Assignment of a locus required for flavoprotein-linked monooxygenase expression to human chromosome 2.

Hybrid clones segregating human chromosomes were prepared by fusing mouse RAG cells to fresh human bone marrow cells and tested for the mixed-function oxygenase [flavoprotein-linked monooxygenase; RH, reduced-flavoprotein:oxygen oxidoreductase (RH-hydroxylating); EC 1.14.14.1] arylhydrocarbon hydrocarbon hydroxylase. Neither constitutive nor induced aryl hydrocarbon hydroxylase activity was detected in parental RAG cells. Induced aryl hydrocarbon hydroxylase was expressed in 4 out of 12 primary and 12 out of 19 secondary hybrid clones examined.
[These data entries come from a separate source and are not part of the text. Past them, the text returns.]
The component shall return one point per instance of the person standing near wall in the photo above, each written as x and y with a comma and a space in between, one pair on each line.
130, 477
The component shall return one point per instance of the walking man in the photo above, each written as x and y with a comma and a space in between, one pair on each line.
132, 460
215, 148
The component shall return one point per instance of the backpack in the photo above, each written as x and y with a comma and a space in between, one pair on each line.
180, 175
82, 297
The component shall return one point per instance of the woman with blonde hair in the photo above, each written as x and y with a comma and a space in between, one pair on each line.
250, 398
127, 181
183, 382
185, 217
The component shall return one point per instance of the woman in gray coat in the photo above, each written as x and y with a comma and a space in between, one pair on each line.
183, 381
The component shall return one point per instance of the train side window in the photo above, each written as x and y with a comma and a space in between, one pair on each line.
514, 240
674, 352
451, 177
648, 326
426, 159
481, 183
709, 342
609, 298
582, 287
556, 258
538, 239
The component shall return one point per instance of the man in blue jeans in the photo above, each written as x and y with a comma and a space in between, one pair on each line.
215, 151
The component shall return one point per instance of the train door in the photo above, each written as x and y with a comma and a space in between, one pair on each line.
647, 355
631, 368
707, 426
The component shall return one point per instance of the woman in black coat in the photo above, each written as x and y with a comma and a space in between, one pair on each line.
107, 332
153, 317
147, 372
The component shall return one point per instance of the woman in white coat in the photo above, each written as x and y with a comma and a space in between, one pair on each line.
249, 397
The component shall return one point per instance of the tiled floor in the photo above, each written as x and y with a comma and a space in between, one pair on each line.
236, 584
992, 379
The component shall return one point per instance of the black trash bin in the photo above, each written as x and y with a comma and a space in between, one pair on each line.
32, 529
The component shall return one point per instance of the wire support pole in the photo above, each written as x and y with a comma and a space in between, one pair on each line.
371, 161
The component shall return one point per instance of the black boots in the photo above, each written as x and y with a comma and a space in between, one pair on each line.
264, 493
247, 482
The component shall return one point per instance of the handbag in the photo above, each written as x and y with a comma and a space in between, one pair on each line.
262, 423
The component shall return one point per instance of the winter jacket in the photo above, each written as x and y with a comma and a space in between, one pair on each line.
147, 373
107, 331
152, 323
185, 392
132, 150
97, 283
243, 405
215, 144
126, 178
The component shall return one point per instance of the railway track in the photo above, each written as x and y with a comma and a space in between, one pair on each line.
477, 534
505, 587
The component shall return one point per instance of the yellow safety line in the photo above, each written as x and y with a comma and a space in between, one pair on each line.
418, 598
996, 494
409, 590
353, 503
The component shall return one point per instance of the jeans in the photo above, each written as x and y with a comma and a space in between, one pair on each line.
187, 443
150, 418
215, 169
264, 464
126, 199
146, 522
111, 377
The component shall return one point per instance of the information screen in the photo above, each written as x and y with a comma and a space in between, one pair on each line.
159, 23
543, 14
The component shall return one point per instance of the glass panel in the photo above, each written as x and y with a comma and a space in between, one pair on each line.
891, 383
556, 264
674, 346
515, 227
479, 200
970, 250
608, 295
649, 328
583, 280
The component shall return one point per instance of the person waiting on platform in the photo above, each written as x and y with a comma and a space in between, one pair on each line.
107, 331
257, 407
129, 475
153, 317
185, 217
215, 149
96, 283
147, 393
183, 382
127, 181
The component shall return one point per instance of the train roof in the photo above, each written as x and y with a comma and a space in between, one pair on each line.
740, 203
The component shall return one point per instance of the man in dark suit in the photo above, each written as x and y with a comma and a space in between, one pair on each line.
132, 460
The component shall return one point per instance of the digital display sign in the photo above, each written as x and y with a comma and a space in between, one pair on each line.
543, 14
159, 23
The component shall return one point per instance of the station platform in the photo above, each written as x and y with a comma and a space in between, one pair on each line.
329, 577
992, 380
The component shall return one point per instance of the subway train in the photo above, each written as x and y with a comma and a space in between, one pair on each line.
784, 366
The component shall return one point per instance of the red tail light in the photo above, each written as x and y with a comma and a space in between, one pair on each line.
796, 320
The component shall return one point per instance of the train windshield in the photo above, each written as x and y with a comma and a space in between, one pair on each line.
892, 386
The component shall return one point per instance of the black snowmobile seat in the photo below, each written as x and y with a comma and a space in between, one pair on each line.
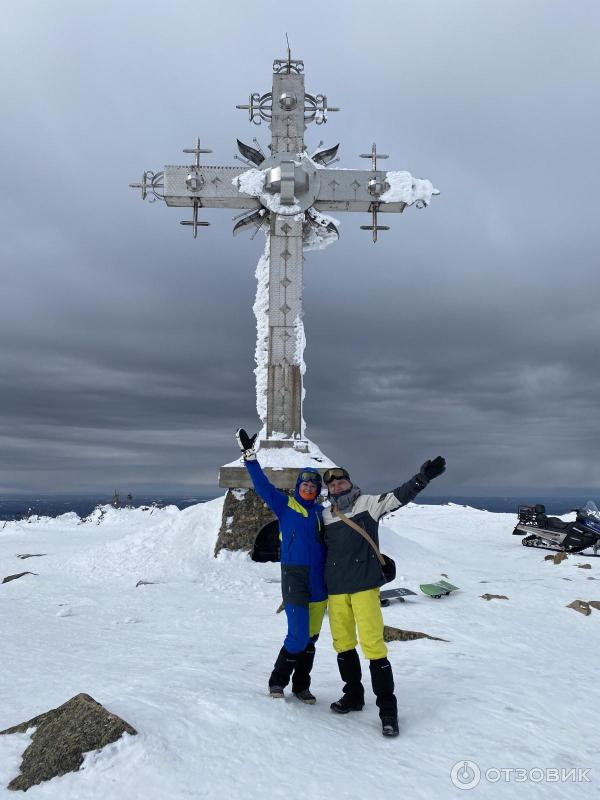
554, 523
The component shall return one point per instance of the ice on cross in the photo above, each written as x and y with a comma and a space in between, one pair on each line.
286, 193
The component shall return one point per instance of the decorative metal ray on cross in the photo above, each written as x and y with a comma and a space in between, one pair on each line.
285, 193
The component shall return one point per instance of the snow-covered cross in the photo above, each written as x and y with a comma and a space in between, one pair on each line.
285, 193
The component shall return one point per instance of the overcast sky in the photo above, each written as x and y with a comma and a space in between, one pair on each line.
471, 329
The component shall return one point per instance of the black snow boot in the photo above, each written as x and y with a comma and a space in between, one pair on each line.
353, 698
382, 680
282, 672
301, 676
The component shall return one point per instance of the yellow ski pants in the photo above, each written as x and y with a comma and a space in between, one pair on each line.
361, 610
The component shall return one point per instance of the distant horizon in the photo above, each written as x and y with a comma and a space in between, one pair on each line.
208, 494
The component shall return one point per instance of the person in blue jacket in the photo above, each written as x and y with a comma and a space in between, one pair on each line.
302, 570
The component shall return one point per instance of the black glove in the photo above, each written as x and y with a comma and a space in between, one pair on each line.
246, 444
431, 469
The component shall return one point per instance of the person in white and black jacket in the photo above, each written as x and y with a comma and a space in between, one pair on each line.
353, 576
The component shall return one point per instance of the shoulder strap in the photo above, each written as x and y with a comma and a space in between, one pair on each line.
362, 532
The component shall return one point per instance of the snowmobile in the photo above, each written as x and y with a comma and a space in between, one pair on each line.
551, 533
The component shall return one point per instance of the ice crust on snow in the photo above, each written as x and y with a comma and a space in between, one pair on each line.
209, 630
406, 189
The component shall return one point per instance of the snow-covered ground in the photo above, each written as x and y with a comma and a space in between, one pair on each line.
185, 660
Constitutive hydroxylase activity was detectable in 9 of the 15 inducible clones. All of the hybrid clones that exhibited constitutive hydroxylase activity were also inducible. There was a positive correlation between constitutive and induced hydroxylase activities although the absolute levels of the enzyme showed a wide range between different clones. Isozyme analysis performed on 12 primary and 19 secondary hybrid clones showed that aryl hydrocarbon hydroxylase activity was concordant with the expression of the human isozymes malate dehydrogenase (EC 1.1.1.37) and isocitrate dehydrogenase (EC 1.1.1.42), previously assigned to human chromosome 2. Isozyme markers for 19 other human chromosomes segregated independently from aryl hydrocarbon hydroxylase activity. The results suggest that the gene(s) required for aryl hydrocarbon hydroxylase activity are located on human chromosome 2.